Например – с женой. Ну, конечно, она была не творческой личностью, а просто учительницей в глуши, которая работала, чтобы прокормить детей, мужа-художника и больного поэта впридачу. Ему очень захочется поверить в неверность жены, и он поверит в это. Достается и собственным детям, Васе и Маше, – их он отдает в детский дом. Но эту "суровую реальность" он бумаге не доверяет. Дети от первого брака для него просто перестают существовать. Не заслужили. Василий Петрович Митурич хоть и становится художником, но имя Хлебникова не носит, и нет ему места в душе и завещании отца (которое приведено в книге). Последнее немаловажно, ибо послужило юридическим основанием для изъятия у детей просто-Митуричей хранящихся картин отца в пользу единственного наследника. Такова всепожирающая страсть Митурича к Велимиру Хлебникову. "…Не было существа такого на свете, которое бы я так нежно, так страстно любил", – дважды повторено в книге. Читай: было на свете только одно существо, которое его, Велимира, по-настоящему нежно и страстно любило, – это я, Митурич. Отсюда идея врага, главный – Маяковский. И всю свою потрясенность горем, весь "неукротимый гражданский темперамент" Митурич обрушивает на Маяковского – главного виновника гибели творимого кумира.

Митурич лично познакомился с Хлебниковым не ранее середины марта 1922 года. И тут же самоотверженно встал на защиту его интересов. Только зная мемуары современников, можно понять, как пытались помогать поэту самые разные люди, сами неустроенные и нередко голодавшие. Преимущество Митурича состояло в том (и для поэта самом существенном!), что публиковать Хлебникова они не могли, а он хотел и мог.
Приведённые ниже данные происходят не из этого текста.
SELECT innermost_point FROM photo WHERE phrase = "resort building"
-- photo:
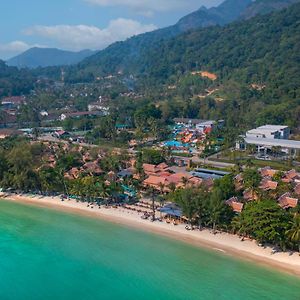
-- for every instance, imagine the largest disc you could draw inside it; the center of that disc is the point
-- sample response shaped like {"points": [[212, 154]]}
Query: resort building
{"points": [[269, 137], [270, 132], [235, 204]]}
Пусть в 50-ти экземплярах, литографским способом, но печатал. Отсюда и его влияние на Хлебникова. Святая вера художника в злоумышленников, крадущих рукописи, находит благоприятную среду в неустойчиво-болезненной психике поэта, мнительность превращается в подозрение, а затем перерастает в обвинительный вердикт.

Мифологизированная антитеза была такова: приспособившийся, благоустроенный и знаменитый Маяковский и больной, никому не нужный дервиш Хлебников. Крепко стоящий на фундаменте маяк и одинокая сияющая в небе звезда – символы этих поэтических миров.